31 August 2012

Writing copy for the web vs print [A satire]

Source - used under CC BY-NC-SA 2.0 licence
People don't read print the same way as they read content on the web.
The Web format allows publishers to influence readers' behaviour and perceptions. Through analytics and eye-scanning technology, we know what pages they've read previously, and what they're going to read next. Writers can present information in a logical sequence, supported by peripheral cues.
If you’re writing for print, however, you’re bound by an entirely different set of rules.

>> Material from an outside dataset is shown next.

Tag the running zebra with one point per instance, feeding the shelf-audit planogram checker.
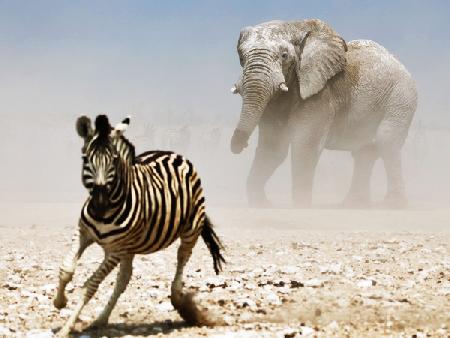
(136, 205)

On print, people love to read

There's been many usability studies done on print marketing and publishing over the years, the most extensive of which were conducted by Professor Nelson Yaacob, and MIT. These are their findings.
  • Readers of print preferred large walls of uninterrupted text. They disliked paragraphing, short sentences, bullet lists, and anything that facilitated reading on the web. Comprehension significantly increased with run-on sentences.
  • 68% of the test subjects read word-by-word when reading printed text. In contrast, the control group's web readers only scanned and picked out headings and phrases. Many of them didn’t even realise that the researchers had filled their handouts with lorem ipsum.
  • On average, reading from printed page speeded readers up by 70% compared to the web.
  • Eye scan tests showed that readers strictly followed the left-to-right reading rule. Large pictures, call-outs, and other features common in both marketing and magazine advertising, were consistently missed or ignored.
  • Readers showed much higher levels of trust in brands and publishers when reading print marketing than when reading the same copy on screen.
Professor Nelson developed a number of content-oriented conclusions:
  • Print users are passive, not active. They spend hours reading information they don't need, and they never search for useful information. They just plough on without any goals.
  • The longer the text, the more likely readers are to devour it. Since readers read faster on print than on the screen, printed content should have at least twice the word count as its equivalent on the web.
  • The longer the copy, the more readers will ignore the elements designed to help them scan the text--headlines, summaries, and captions. Such design contrivances only interrupt the reader's flow of reading.

Strategies for print

How do we write compelling copy in print for a generation of consumers that’s acclimated by reading on the web? Professor Nelson’s research gives us some important guidance.
  • People trust what they read on print. There are scammers and spammers on the web, but print marketing is grounded in the real world, where people are friendly and your neighbourhood grocers know you by name.
  • Print copy must have more promotion and less information. Unlike web users, print readers really eat up hype. Facts only distract them from your claims. Use this to your advantage.
  • Be creative with your marketing copy. Words on print aren't subject to the requirements of search engines. Use whatever words you need to impress the reader. If they can bother to pick up your 20-page monospaced, text-only brochure, crossing the living room to pick up a dictionary is a trivial effort by comparison.
  • You can't change copy on print. Remember that you only have one shot to make it count. So make it count. David Ogilvy used to write multiple versions of ads to test with audiences. Drayton Bird wrote multiple permutations of his copy and tested. But hey, it's David Ogilvy and Drayton Bird. They're allowed to do things you can't.
  • Don’t depend on typography for impact. Typography is a distraction that thankfully happens only on the web. Unlike the modern web press, print typesetting can only handle monospaced type. But that's ok–people aren't as easily distracted by typography on print as they are on the web.
  • More text, less pictures. It’s easier to impress your reader with words than with pictures. Remember the minimum word-count requirements you had to meet for school essays? They’re there for a reason.
  • Readers of print marketing material have all the time in the world. They appreciate the effort and expense you've put to into writing and delivering that flyer into their hands. They will read it as if it’s a letter from their friend.
Remember there's only one model for writing for print–and that's the newspaper broadsheet. When writing copy for print, don't make your every word count–make your readers count your words!


aaronchua said...


Sorry for the weird quetion but I really loved your theme. Can you tell me which template is this?

Kok Hong Poh said...

I use something called Personified, which was adapted from another Wordpress template. The name's a little ironic, since I haven't had much success tweaking it to my liking (you might notice that the spacing is a little wonky.)